Secondly His Majesty's claims to national security and religious affairs with no clear boundaries make a real democracy unbalanced.Religious decrees and national security policy can undermine the democratic legislative process and then enjoy precedence under the principle of priority. For example international affairs, but also freedom of speech can be frustrated by His Majesty to use a carte blanche. It is theoretically possible to delegate a head of state " undemocratic" powers" in a democracy as long these powers are limited by the rule of law in a democratic process and can be changed through a democratic process.

Those who argue that splitting up article 19 of the constitution guarantees the separation of powers in the context of rule of law should rethink this :

,,A separate article concerns the exclusive religious powers of the King, Commander of the Faithful and President of the Higher Ulema Council, an institution which has been elevated to the constitutional rank."

Exclusivity is not because the powers are restricted to religious affairs. Everything can be religion and is a subject of theological dispute. The exclusivity concerns the extraction of a democratic check on the exercise of His Majesty's powers in this undefined field of religion.

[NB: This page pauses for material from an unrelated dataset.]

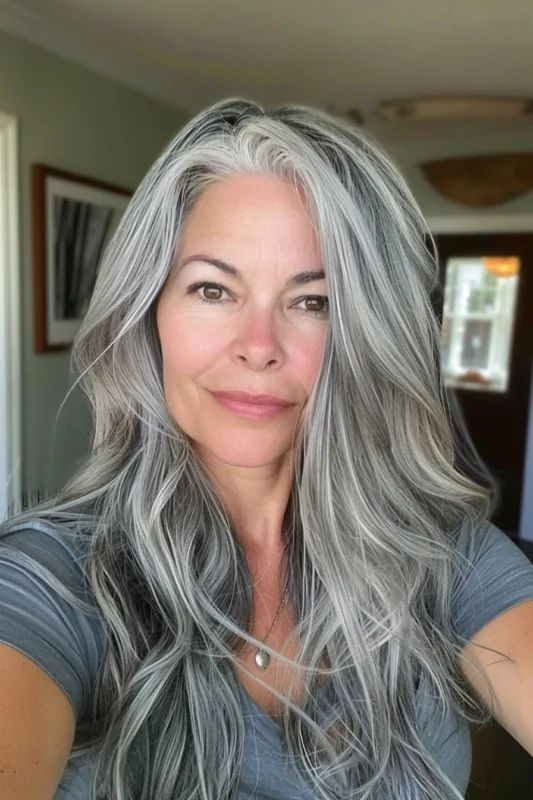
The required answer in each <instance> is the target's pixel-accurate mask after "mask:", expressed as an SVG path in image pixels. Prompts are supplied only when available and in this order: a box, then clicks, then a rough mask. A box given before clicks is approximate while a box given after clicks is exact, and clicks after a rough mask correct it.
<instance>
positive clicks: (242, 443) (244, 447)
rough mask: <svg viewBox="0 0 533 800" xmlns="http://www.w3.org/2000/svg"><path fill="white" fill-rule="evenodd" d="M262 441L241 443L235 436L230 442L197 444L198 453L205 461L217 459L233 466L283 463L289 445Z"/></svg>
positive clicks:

Thirdly the King can announce state of emergency which gives him more powers and dissolve the parliament. Everyone who has studied the history of the Arab Homeland understands the dangers.

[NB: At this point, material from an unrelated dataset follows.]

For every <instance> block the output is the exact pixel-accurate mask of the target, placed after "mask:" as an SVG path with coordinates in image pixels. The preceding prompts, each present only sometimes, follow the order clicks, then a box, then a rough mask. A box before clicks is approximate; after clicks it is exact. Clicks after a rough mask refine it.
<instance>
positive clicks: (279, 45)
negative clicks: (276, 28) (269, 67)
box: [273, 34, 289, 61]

Fourthly " "Higher Council of the Judicial Branch", as a constitutional institution headed by the King" will strengthen the powers of the King. As head he can appoint a certain number of judges and determine the constitutional interpretation of the rules. We will not have separation of powers and due to that we will have not checks and balances.

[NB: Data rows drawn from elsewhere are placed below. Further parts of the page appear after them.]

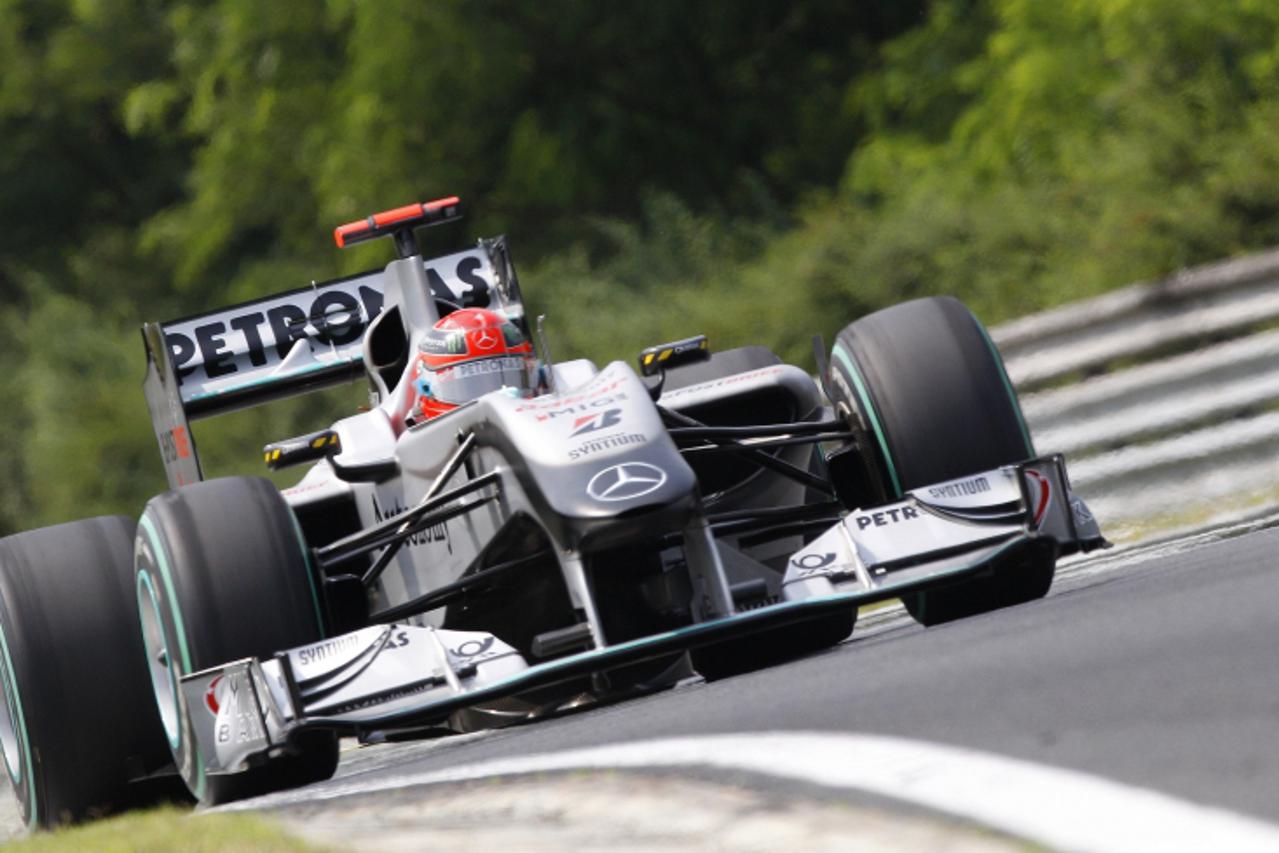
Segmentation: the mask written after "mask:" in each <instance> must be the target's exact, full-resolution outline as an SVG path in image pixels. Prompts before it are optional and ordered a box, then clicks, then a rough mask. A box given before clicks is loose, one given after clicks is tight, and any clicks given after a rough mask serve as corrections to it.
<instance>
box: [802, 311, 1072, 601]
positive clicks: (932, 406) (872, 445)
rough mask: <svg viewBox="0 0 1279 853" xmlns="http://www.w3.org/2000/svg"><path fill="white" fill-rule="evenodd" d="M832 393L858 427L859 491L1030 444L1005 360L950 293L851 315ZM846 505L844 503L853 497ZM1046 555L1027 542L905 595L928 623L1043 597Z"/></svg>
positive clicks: (925, 484)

Last but not least: Constitutional changes cannot change the position of the King or be initiated without the King!.

These five elements mentioned in the speech show that there is a reposition of the current power structures rather than a reform. His majesty has the opportunity to lead our nation into a more democratic future. A reposition of the powers will only delay the development of Morocco.

His Royal Highness urged us to vote "yes." By doing so he dismisses himself from his role as arbiter. I don't want to be an opponent of an arbiter. I want to vote "NO." I urge the Commander of the Faithful to vote "NO." His position will be on the longer term subject of discussion for more democracy or should I say democracy at all.That will endanger the role of the institution as a unifying force.

A short note on the Amazigh language

The project of the revival of the Amazigh language is an artificial construction of a new language similar to Esperanto. No one can deny the existence of the diffferent languages of the Rif, the Atlas and the Sous. Those people have the right to speak their language, to be educated in their languages and to have their own languages as their own official language in their regions. This is an elementary right according international law and an expression of the various aspects of our nation.

But a common Amazigh language that is developed in a language laboratory has nothing to do with the languages which are spoken by the various ethnic groups. This artificial language next to the Arabic language as an official language does not reflect the identity and history of Morocco. An organic law such as proposed by the King that will actually force all Moroccans to adopt a new language is technically also forbidden in the context of international law. At least the people should have the opportunity to vote on this issue separately.

When it comes to the referendum I would recommend to the Moroccan people to vote NO and anotherNO. This recommendation does not exclude the pride people of the Rif , Atlas and Sous . I am in favour of official languages which reflect your true identities.